When local organic food is free!
Many people want to do the right thing both environmentally and healthwise, but lament the high price of local organic food.
Well, out here on the west coast, we have local organic food available for free, six months of the year!
Wild berries are one of the most delicious and easy-to-find food sources here on the west coast. And yes, the season really does run for six months or more. The first salmonberries appear in May, and evergreen huckleberries (also known locally as cinamock or winterberries) remain good for the picking in the cool temperatures of early winter, through November and even December.
Our unusual weather this spring and summer could make for an excellent berry year. To get a good berry crop, we need a week or so of dryish weather in the spring, when the berries are flowering, so they can pollenate. Then we need rain in the spring and early summer, as the berries are swelling. Finally, we need sunshine to ripen them. All the cloud and rain this year has delayed everything a bit—even now, in late July, there are still ripe salmonberries to pick.
But all that rain has the other types of berry bushes loaded with green fruit. If the sun that’s in our forecast really appears, I think we can expect a spectacular berry year.
Here’s a brief calendar of the Tofino-Ucluelet berry season (remember, everything is running a few weeks later this year):
Salmonberries: (Pictured above). These are closely related to raspberries, and they look like plump raspberries. They can be yellow, orange, or red when ripe. They start in late May, and produce through June and into early July. Eat fresh.
Thimbleberries: Thimbleberries look like very bright red raspberries. However, the plants do not have spines and their leaves look like big maple leaves. These are the most flavour-packed berries I know. They melt in your mouth—and also in your hand—so there is no point in picking them into a container for later. Definitely to be eaten on the spot! They are usually our second berry to ripen, in June and July.

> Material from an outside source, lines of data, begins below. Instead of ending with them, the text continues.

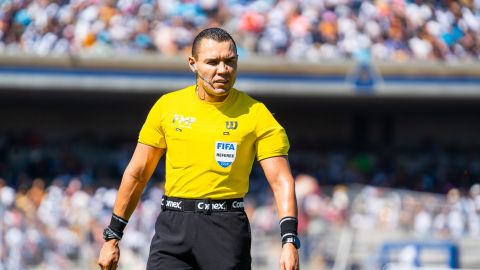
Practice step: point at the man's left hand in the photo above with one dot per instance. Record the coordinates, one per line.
(289, 258)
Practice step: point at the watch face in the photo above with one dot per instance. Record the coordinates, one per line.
(294, 240)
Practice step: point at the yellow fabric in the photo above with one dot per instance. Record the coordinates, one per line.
(203, 138)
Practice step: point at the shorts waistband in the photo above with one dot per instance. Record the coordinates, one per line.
(202, 205)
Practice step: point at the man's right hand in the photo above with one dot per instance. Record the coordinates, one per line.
(109, 255)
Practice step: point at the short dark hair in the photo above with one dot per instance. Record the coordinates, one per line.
(214, 33)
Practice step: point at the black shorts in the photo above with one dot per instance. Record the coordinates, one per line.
(189, 240)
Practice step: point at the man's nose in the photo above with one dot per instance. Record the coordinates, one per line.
(222, 68)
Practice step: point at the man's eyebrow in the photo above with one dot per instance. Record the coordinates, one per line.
(217, 59)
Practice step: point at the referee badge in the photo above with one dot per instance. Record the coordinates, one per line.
(225, 153)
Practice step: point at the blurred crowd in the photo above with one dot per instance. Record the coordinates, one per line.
(60, 227)
(309, 30)
(56, 196)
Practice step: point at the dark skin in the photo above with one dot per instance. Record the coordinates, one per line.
(216, 62)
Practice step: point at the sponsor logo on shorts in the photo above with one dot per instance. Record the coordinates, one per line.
(176, 205)
(214, 206)
(237, 204)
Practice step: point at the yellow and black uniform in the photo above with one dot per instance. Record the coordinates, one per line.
(210, 149)
(211, 146)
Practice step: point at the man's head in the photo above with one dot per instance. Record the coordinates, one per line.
(214, 61)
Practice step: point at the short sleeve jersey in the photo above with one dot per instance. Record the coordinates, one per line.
(210, 147)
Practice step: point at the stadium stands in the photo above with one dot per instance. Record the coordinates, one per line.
(300, 30)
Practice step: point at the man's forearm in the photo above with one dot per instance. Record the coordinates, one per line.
(128, 195)
(284, 193)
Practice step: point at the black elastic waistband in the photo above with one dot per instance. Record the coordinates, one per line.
(201, 205)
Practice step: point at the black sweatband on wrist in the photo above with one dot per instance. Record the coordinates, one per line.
(117, 224)
(108, 234)
(288, 226)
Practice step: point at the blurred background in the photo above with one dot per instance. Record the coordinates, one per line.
(380, 99)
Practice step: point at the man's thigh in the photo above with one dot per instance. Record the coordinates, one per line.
(222, 241)
(170, 247)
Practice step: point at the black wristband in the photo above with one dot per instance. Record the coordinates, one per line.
(288, 226)
(117, 224)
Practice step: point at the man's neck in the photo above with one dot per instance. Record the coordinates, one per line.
(205, 96)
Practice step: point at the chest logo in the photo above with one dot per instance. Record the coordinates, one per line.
(231, 124)
(183, 121)
(225, 153)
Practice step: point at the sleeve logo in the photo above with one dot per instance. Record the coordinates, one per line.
(225, 153)
(231, 124)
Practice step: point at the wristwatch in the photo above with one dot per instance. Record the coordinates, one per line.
(109, 234)
(292, 239)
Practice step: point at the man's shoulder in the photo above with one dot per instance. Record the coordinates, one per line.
(246, 98)
(180, 93)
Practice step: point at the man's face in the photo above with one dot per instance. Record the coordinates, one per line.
(216, 62)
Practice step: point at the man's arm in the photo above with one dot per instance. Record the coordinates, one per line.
(136, 175)
(279, 176)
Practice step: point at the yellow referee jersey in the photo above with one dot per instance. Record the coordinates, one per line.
(210, 147)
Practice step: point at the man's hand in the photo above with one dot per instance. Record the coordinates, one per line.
(289, 258)
(109, 255)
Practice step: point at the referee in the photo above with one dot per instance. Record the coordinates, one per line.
(211, 133)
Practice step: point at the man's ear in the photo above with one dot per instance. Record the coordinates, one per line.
(191, 64)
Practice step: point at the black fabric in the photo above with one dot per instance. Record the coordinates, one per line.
(189, 240)
(117, 224)
(202, 206)
(288, 225)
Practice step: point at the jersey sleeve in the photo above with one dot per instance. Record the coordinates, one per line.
(152, 131)
(272, 139)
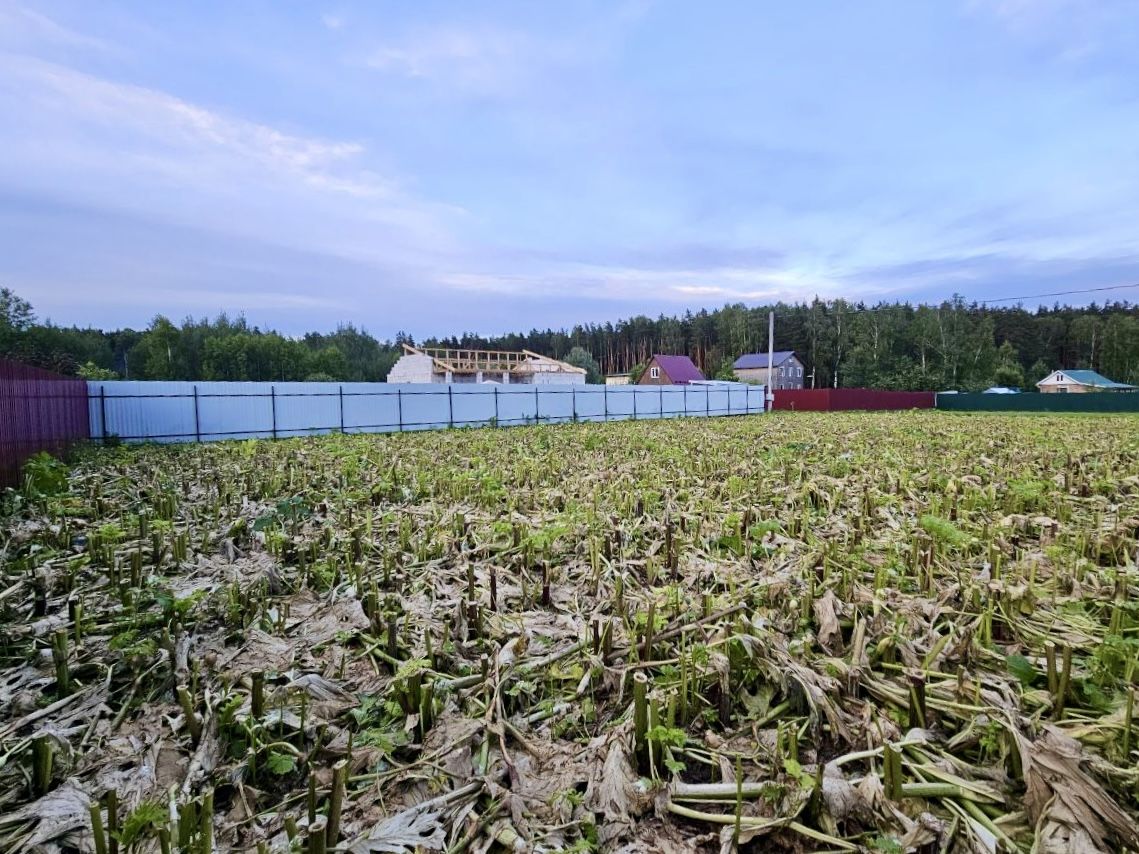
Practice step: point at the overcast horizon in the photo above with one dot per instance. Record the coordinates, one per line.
(500, 166)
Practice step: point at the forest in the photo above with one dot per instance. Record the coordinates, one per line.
(957, 344)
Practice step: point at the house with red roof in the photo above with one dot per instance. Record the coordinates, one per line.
(665, 370)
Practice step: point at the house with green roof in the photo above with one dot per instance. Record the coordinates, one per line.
(1080, 382)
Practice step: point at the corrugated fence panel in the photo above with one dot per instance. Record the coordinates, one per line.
(836, 400)
(1037, 402)
(205, 411)
(39, 411)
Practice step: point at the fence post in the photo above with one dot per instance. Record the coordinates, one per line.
(197, 418)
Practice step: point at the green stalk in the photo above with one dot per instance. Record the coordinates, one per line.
(640, 719)
(257, 696)
(739, 803)
(317, 831)
(41, 764)
(1063, 687)
(205, 823)
(59, 656)
(112, 822)
(193, 722)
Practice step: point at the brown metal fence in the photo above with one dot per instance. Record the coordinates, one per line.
(836, 400)
(39, 411)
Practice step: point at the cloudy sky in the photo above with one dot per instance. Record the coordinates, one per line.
(442, 166)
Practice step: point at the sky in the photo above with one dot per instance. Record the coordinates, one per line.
(491, 166)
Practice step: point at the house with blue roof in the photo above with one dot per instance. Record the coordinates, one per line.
(1080, 382)
(786, 371)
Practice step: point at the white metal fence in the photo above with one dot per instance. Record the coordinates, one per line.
(148, 411)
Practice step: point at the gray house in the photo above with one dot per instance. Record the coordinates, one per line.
(786, 370)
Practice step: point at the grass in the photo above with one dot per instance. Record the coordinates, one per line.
(800, 631)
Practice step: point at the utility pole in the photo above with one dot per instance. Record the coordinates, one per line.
(771, 355)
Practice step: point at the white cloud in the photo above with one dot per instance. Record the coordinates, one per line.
(680, 287)
(21, 27)
(191, 165)
(481, 60)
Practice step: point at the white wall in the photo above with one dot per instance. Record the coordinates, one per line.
(138, 411)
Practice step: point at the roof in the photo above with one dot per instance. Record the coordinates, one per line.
(470, 361)
(679, 369)
(1088, 378)
(760, 360)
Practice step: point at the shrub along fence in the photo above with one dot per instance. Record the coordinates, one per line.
(136, 411)
(834, 400)
(1037, 402)
(39, 411)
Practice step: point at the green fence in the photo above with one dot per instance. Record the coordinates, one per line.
(1037, 402)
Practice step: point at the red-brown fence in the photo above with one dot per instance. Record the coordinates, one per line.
(39, 411)
(834, 400)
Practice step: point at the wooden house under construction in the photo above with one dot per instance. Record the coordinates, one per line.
(445, 364)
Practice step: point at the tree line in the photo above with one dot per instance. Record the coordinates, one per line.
(884, 345)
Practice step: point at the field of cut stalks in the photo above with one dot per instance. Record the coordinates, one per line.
(899, 632)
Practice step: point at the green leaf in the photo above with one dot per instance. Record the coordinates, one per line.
(281, 763)
(795, 770)
(146, 815)
(668, 736)
(1022, 668)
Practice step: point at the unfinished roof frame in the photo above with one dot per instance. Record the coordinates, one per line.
(473, 361)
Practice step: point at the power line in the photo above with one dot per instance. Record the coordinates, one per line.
(1058, 293)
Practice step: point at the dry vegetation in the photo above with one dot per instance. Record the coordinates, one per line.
(887, 632)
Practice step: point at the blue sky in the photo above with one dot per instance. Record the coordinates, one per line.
(442, 166)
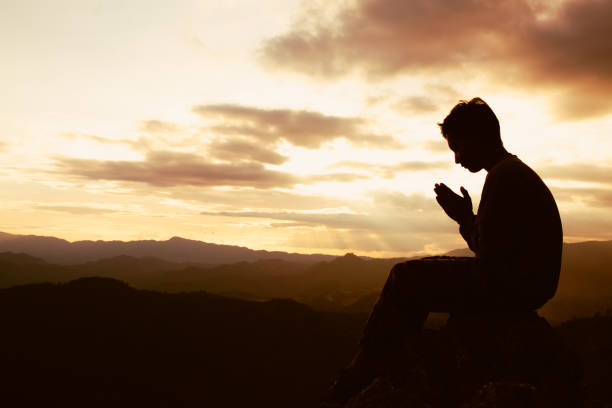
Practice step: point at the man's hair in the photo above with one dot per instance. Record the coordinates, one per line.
(474, 120)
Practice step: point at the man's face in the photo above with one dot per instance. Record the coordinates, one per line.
(467, 154)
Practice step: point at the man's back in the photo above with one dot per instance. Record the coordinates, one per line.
(517, 235)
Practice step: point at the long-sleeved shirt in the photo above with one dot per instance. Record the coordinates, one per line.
(517, 236)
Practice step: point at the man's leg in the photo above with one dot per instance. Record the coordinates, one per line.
(413, 289)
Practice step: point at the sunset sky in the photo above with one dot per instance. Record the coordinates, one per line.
(292, 125)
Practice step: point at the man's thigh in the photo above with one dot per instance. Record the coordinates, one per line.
(439, 284)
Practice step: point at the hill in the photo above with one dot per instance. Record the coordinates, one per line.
(347, 283)
(175, 249)
(98, 342)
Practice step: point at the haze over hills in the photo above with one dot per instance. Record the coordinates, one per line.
(347, 283)
(175, 249)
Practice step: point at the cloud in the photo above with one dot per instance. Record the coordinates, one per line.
(416, 105)
(560, 45)
(589, 173)
(165, 168)
(236, 149)
(592, 197)
(240, 198)
(390, 212)
(298, 127)
(155, 126)
(77, 210)
(389, 171)
(173, 168)
(440, 146)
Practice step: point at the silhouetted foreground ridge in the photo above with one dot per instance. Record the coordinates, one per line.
(512, 360)
(96, 342)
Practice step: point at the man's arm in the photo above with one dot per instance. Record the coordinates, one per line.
(459, 209)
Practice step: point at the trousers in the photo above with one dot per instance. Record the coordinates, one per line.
(417, 287)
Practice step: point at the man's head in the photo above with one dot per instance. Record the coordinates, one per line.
(472, 131)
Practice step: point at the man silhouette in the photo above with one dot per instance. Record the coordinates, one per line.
(516, 236)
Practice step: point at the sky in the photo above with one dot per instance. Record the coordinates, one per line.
(292, 125)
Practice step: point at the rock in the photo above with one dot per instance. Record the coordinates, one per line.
(480, 361)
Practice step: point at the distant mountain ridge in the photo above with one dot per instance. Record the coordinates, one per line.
(175, 249)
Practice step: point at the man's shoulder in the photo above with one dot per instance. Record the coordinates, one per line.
(511, 167)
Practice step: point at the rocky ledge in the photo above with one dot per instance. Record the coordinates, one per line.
(484, 361)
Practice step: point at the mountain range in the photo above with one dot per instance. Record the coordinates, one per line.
(346, 283)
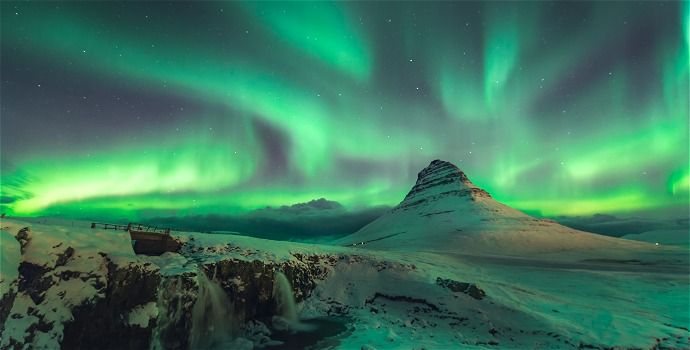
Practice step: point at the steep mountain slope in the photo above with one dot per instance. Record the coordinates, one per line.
(445, 211)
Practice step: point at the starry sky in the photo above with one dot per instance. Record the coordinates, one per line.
(165, 109)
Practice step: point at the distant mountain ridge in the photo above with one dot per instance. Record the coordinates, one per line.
(445, 211)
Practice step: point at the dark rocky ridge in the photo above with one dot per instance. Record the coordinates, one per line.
(441, 179)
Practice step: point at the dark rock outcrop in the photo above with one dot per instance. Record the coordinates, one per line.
(103, 324)
(470, 289)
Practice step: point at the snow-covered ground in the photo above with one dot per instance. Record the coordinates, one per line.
(667, 237)
(448, 268)
(395, 299)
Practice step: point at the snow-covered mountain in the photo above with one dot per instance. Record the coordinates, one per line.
(445, 211)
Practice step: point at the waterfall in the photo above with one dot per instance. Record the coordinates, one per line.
(211, 315)
(170, 305)
(285, 300)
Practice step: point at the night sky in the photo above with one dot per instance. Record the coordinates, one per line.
(162, 109)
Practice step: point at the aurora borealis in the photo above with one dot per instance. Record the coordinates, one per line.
(150, 109)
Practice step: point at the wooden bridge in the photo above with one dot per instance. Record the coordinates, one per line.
(146, 239)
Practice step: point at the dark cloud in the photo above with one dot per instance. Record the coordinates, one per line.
(614, 226)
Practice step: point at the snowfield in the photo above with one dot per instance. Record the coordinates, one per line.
(392, 299)
(448, 268)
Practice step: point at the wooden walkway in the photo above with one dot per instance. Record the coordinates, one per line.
(146, 239)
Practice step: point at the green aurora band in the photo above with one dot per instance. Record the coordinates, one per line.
(550, 114)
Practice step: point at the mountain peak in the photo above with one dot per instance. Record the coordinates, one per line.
(441, 179)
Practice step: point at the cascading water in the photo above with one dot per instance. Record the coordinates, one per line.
(212, 316)
(285, 300)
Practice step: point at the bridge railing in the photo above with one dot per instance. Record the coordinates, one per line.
(131, 226)
(106, 226)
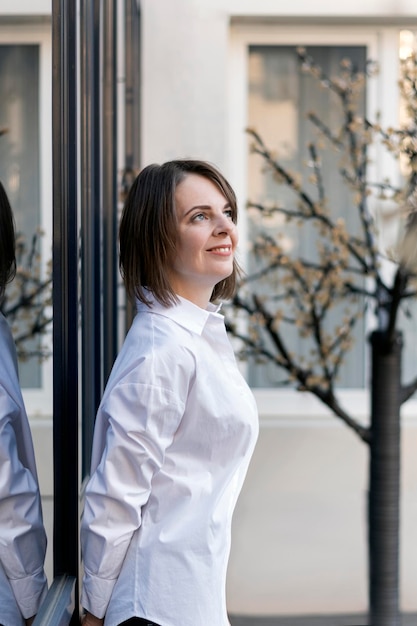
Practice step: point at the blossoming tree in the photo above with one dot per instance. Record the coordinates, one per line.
(287, 294)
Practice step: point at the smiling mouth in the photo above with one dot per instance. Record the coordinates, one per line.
(221, 249)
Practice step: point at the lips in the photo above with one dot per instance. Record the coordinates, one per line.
(221, 249)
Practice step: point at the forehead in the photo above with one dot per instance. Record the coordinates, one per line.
(195, 189)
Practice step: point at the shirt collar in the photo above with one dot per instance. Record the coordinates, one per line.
(185, 313)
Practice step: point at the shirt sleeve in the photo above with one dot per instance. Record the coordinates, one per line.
(140, 422)
(22, 534)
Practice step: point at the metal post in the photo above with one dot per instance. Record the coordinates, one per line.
(384, 490)
(109, 178)
(65, 292)
(91, 274)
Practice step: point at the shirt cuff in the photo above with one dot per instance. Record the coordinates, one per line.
(96, 594)
(30, 592)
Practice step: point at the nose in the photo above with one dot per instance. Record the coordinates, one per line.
(224, 225)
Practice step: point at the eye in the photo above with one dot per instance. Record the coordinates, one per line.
(198, 217)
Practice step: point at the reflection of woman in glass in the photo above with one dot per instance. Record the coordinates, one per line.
(177, 424)
(22, 535)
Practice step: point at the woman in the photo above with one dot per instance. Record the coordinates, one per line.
(22, 535)
(177, 423)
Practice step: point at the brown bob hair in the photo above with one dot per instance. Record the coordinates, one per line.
(7, 242)
(148, 229)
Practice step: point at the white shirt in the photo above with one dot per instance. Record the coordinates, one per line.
(173, 438)
(22, 535)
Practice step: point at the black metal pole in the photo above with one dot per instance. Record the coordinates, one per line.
(109, 178)
(65, 292)
(384, 488)
(91, 274)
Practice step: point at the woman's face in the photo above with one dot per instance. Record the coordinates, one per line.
(206, 239)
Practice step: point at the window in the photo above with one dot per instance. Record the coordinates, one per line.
(268, 93)
(25, 167)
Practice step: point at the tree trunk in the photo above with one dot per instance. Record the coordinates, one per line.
(384, 485)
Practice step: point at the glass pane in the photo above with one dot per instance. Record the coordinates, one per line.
(280, 96)
(19, 156)
(407, 319)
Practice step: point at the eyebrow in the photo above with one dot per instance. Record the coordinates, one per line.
(205, 207)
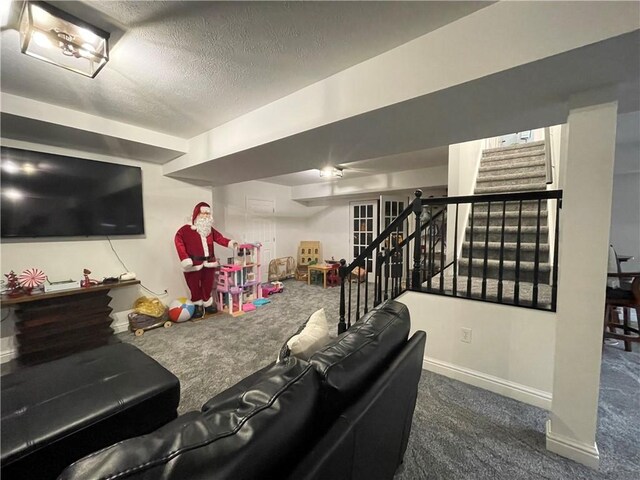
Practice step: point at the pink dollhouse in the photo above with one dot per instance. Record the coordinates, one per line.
(238, 284)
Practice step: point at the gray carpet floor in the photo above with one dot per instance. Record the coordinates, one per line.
(459, 431)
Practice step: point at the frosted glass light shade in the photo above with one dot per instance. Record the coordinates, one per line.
(56, 37)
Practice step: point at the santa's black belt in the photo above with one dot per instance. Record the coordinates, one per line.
(202, 259)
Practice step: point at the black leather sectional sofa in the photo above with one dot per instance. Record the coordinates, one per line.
(344, 414)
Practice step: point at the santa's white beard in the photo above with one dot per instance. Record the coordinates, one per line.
(203, 225)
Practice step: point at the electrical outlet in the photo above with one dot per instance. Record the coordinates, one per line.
(466, 335)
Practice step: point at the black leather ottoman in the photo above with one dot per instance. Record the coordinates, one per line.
(55, 413)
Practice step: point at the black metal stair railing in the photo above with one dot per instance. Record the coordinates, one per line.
(505, 256)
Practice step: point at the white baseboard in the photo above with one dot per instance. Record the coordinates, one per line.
(118, 325)
(517, 391)
(7, 355)
(585, 454)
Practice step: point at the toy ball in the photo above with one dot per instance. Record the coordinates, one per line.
(181, 310)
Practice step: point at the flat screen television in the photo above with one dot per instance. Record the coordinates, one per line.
(45, 195)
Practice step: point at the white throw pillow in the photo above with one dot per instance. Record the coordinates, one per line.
(314, 335)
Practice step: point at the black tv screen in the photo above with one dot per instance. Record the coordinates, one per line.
(45, 195)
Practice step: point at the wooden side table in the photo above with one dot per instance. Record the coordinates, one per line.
(324, 269)
(55, 324)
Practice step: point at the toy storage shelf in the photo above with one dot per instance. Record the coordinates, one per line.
(239, 283)
(56, 324)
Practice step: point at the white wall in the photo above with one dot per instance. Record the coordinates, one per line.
(582, 269)
(625, 218)
(330, 225)
(230, 213)
(625, 210)
(511, 350)
(464, 161)
(168, 204)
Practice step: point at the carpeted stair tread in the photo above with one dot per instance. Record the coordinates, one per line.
(518, 158)
(519, 176)
(529, 218)
(529, 187)
(494, 229)
(525, 247)
(512, 206)
(520, 146)
(496, 213)
(530, 166)
(508, 286)
(509, 182)
(525, 266)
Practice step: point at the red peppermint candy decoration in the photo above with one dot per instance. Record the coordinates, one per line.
(31, 278)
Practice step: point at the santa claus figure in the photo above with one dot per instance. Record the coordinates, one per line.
(194, 244)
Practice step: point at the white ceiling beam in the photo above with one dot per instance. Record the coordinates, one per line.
(40, 114)
(373, 184)
(494, 39)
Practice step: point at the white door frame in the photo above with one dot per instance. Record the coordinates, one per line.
(370, 232)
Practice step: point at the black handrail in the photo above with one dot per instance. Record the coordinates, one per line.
(395, 265)
(400, 245)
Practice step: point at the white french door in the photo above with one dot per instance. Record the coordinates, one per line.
(364, 228)
(390, 207)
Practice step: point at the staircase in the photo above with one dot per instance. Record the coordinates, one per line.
(513, 169)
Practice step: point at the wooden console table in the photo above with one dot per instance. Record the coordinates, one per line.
(55, 324)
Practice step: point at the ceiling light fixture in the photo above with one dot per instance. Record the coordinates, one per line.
(331, 172)
(57, 37)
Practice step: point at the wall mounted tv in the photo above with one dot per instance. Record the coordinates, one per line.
(46, 195)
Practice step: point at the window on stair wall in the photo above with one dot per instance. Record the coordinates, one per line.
(390, 207)
(364, 228)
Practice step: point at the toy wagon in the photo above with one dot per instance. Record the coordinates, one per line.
(139, 323)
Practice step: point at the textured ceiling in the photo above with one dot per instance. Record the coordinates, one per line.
(432, 157)
(185, 67)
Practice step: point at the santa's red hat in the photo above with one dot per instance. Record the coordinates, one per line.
(202, 207)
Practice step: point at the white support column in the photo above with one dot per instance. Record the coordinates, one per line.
(584, 238)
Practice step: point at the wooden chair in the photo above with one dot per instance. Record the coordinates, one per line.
(625, 299)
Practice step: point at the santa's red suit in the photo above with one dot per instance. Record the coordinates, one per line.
(197, 257)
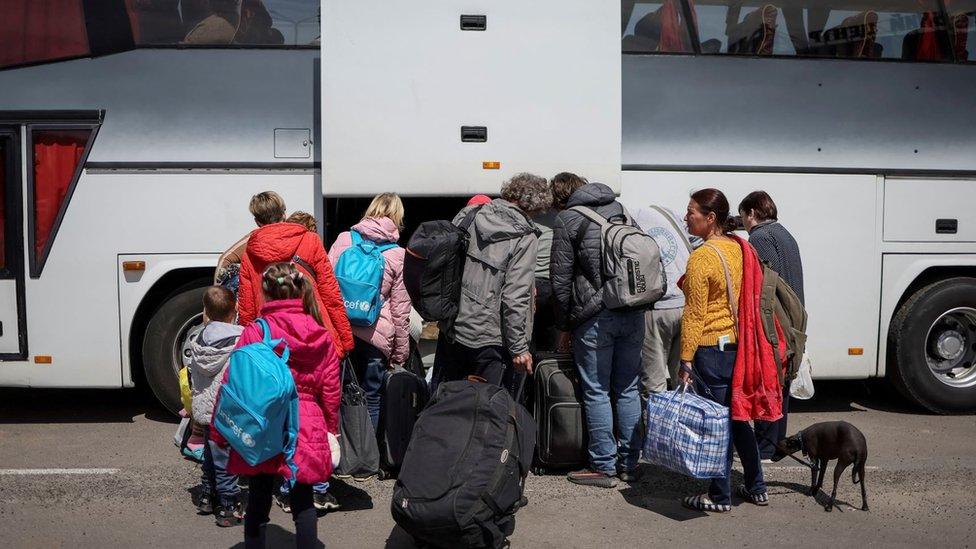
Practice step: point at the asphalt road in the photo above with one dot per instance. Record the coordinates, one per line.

Red huckleberries: Related to blueberries, these are high bushes with tiny leaves and bright red berries. They usually ripen in July. They are excellent fresh. They are a bit tangier than blueberries, so they make a great addition to sweet baking, such as muffins, and in pancakes. Other huckleberries around here, less common, are the oval-leafed huckleberry (with blue berries) and black huckleberries—also both delicious.
Himalayan blackberries: These blackberries are an introduced species, but they are still delicious. If you can find somewhere that has not been picked recently, and target the plumpest and blackest berries, their sweetness is astonishing! There is also a native black raspberry, which I have seen very rarely in the forests of northern Clayoquot, as well as a native trailing blackberry, which is common around Port Alberni. You are unlikely to see these two around Tofino or Ucluelet, but it’s worth keeping an eye out for them just in case. The Himalayan blackberry ripens in August, and is common along roadsides in both towns.
Salal: This is the bush you see everywhere in the rainforest, with its large leathery leaves. Because of its abundance, it was a very important food source for the Nuu-chah-nulth, and many locals, both native and non-native, still gather and preserve it. Its abundant blue berries are fine to eat—a bit blander than a regular blueberry. But cooked—in jams, or berry crumbles—they develop such an intense flavour that I prefer to mix them with other blackberries or blueberries to tone it down! You can find salal pretty much anywhere, with berries ripening in August and September.
Evergreen huckleberries: These tend to grow on drier, stonier areas, such as the top of Radar Hill. The tough little shrubs have pointy green leaves. The berries are black or dark blue, and both look and taste like small blueberries, ripening in late September and October, and often remaining good for picking through November or later.
For more info about the berries, as well as all of the other wild plants of the Tofino-Ucluelet region, consult Pojar and Mackinnon’s Plants of Coastal British Columbia.